No Tribunal em Dubai/2016
A história abaixo, escrita em 2016, é real e resume a atribulada carreira do autor, na viagem que empreendeu, como magistrado, entre as comarcas de Oliveira dos Brejinhos, passando por Bom Jesus da Lapa, Barreiras, até Salvador.

 

Dorme-se. Sonha-se. Acorda-se e recorda-se de passado recente.

O trem rumava para o oeste da Bahia e lá ia o viajante. Custou para adquirir o bilhete da passagem Santana/Salvador/Oliveira dos Brejinhos; aqui se deu a primeira parada, em novembro de 1977 e o viajante deslocava-se para cidades próximas, que reclamavam seu trabalho: Boquira, Macaúbas, Botuporã e Ibitiara. O trem não parava, porque outros passageiros deslocavam-se daqui e dali; o viajante, entretanto, desceu em Oliveira dos Brejinhos, onde ficou até o ano de 2000. Com alguma dificuldade apanhou o trem na estação e desembarcou na cidade romeira de Bom Jesus da Lapa; como na primeira parada as cidades de Santa Maria da Vitória, Correntina, Riacho de Santana e Igaporã recebiam com alguma frequência visitas do viajante. Mas não se parou por aí, pois não havia caminho, buscava-se fazer o caminho, caminhando.

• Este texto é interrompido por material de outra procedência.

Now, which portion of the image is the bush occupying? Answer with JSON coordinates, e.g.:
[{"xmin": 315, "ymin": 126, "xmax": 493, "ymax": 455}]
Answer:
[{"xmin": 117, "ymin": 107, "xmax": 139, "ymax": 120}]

A viagem para Barreiras, maior cidade do oeste da Bahia, apresentou alguma dificuldade, mas conseguiu-se embarcar, após uma frustrada primeira tentativa. O viajante não se desanimou e prosseguiu na luta, com a mesma disposição. Sentiu, porque efetivamente o trem não parou na estação. Voltou para casa e recomeçou a luta para aquisição de nova passagem. Não lhe faltou apoio e incentivo de todos quanto lhe acompanhou na maratona dura e pesada. São Desidério, Riachão das Neves, Santa Rita de Cássia e Formosa do Rio Preto faziam parte deste terceiro itinerário. Onze anos se passaram, 1977 a 1988, e não se chegava à capital, destino seguinte do viajante. 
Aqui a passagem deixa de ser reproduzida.